There are lots of reasons to plant spring-fruiting elaeagnus, but flavour, sadly, is not one of them.
I have inherited in my garden several hedges made of this elaeagnus – it is, I think, Elaeagnus x ebbingei, a plant widely used in gardens and landscaping. Its leaves have a pleasant silvery sheen and it is a well behaved yet strongly growing evergreen tree. It is a nitrogen-fixing plant, which makes it very useful to have near fruit bushes and trees because it cuts down on the need to fertilise. The most compelling reason to grow this plant however, is the beautiful fragrance which lingers around it in mid-late autumn.
In March this year I noticed lots of oval fruits, 1-2cm long hanging on the bushes. Having confirmed that they were edible, I immediately tasted one of the silvery-green berries, ignoring the footnote about the fruit being astringent when unripe. The most extraordinary thing happened – my mouth turned in to a carpet! It was both surprising and unpleasant. Not like a lemon, which causes you to pucker; or a chilli, which gives the sensation of heat; or rhubarb, which makes tooth enamel feel gritty. No, it was a definite carpet sensation.
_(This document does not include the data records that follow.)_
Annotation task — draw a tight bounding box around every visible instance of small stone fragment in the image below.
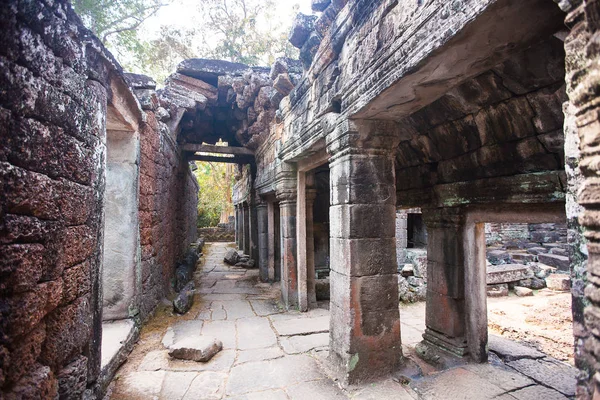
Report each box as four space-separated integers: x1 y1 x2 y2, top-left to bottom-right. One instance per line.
173 282 195 314
168 336 223 362
546 274 571 291
224 249 240 265
487 283 509 297
514 286 533 297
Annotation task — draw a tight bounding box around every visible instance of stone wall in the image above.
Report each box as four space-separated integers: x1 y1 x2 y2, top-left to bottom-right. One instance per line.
129 77 199 320
0 1 108 397
0 2 199 397
198 224 235 242
563 0 597 397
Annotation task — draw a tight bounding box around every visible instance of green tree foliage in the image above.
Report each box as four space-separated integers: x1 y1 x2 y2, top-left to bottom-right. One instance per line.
73 0 301 83
193 162 235 228
72 0 168 65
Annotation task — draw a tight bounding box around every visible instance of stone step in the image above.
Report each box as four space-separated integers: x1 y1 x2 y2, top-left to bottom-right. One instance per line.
487 264 531 284
537 254 569 270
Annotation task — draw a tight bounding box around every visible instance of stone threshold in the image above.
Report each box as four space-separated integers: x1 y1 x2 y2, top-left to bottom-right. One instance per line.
98 319 140 395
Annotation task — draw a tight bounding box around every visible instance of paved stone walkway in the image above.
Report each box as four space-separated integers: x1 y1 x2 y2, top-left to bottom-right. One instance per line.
108 242 577 400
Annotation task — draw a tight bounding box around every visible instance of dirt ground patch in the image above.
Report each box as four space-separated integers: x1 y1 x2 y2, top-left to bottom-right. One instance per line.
487 290 574 365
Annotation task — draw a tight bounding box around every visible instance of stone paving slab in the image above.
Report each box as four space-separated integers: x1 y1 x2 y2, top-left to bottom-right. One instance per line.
271 315 330 336
506 359 577 396
280 332 329 354
235 347 284 365
502 384 569 400
285 379 347 399
249 300 282 316
161 320 204 347
225 355 324 396
182 371 227 399
224 388 289 400
236 317 278 350
462 363 534 392
488 335 545 361
412 367 507 400
201 320 237 349
349 379 415 400
159 371 197 399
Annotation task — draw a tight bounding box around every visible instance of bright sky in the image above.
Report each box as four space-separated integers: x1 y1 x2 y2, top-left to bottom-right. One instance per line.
140 0 314 41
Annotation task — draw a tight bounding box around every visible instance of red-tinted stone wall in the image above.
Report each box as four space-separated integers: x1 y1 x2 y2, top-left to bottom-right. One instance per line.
0 1 109 397
137 102 198 320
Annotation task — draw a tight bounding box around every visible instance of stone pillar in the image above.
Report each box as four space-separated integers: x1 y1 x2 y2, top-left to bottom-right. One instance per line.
326 118 402 383
267 201 276 281
235 205 241 248
296 170 309 311
276 163 298 309
306 186 318 307
420 208 468 358
243 202 250 255
250 200 259 264
257 200 269 282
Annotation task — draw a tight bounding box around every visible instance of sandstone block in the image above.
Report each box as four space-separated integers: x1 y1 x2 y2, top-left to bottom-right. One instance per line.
546 274 571 291
288 13 318 49
518 277 546 290
527 246 547 255
538 253 569 270
273 73 295 96
168 336 223 362
487 284 509 297
173 282 195 314
224 249 240 265
487 264 531 284
487 249 511 265
514 286 533 297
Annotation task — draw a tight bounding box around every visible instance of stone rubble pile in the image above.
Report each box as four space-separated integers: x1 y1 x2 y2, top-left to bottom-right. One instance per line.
223 249 256 268
172 238 204 314
130 57 303 151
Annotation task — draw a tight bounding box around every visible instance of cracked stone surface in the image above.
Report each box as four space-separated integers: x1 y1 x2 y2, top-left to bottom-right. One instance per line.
108 242 577 400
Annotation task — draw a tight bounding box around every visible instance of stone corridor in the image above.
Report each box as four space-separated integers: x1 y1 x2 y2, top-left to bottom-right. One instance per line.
107 243 577 400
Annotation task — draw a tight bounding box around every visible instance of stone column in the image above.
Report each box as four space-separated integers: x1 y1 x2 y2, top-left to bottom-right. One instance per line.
326 118 402 383
267 201 276 281
296 170 309 311
243 202 250 255
250 199 259 264
235 205 241 248
306 186 318 307
257 200 269 282
276 162 298 309
420 208 468 358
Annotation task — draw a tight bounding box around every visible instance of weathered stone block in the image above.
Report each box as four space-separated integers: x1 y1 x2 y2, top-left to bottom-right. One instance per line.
487 284 509 297
538 253 569 270
330 237 396 276
514 286 533 297
329 204 396 239
174 282 195 314
546 274 571 291
487 249 511 265
487 264 531 284
288 13 318 49
168 336 223 362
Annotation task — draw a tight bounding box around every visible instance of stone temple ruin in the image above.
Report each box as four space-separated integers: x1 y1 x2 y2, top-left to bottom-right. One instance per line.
5 0 600 398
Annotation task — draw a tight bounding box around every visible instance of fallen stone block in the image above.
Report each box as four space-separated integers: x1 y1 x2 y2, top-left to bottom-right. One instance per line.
224 249 240 265
488 335 545 361
487 264 531 284
487 284 509 297
168 336 223 362
510 252 536 265
531 263 556 279
234 259 255 269
487 249 511 265
527 247 547 255
173 282 195 314
514 286 533 297
517 277 546 290
546 274 571 292
549 247 568 256
401 264 414 277
537 254 569 270
288 13 318 49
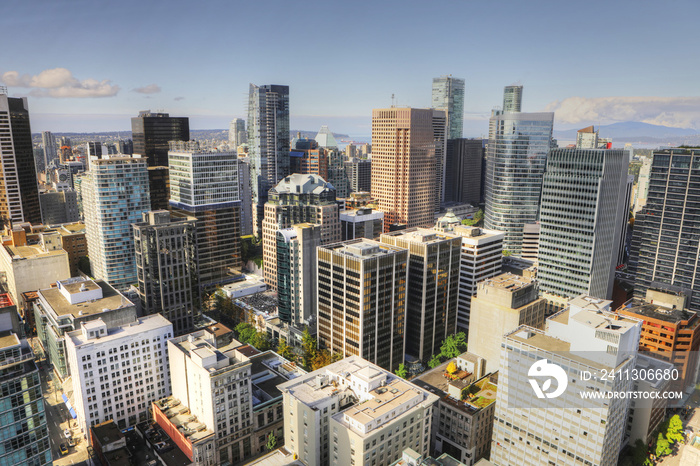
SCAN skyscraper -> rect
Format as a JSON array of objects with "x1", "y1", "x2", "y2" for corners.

Concluding (insightfully) that the berries were not ripe, I left them for another week by which time the fruits were pink. I sampled them again: Carpet-mouth.
A week or two later, the berries were red, plump and well, ripe. Although the carpet sensation had mostly disappeared (lingering just a little in the skin of the berry), the flavour was disappointing and quite honestly, not worth the risk of eating an under-ripe fruit by mistake.
Ken Fern, in his enormously useful book ‘Plants for a Future’, describes eating this fruit by the handful upon finding it on the central reservation of a dual carriageway near Heathrow, before being moved on by a policeman. Perhaps the fruit of the Heathrow bush was a variation which tastes nicer than my garden hedge (perhaps some time I’ll try it and find out).
I would like to be enthusiastic about a fruit which appears at such a useful time of year, so I won’t write it off just yet. However, I’ve limited my plans for planting it in the field to areas where the fragrance will be appreciated.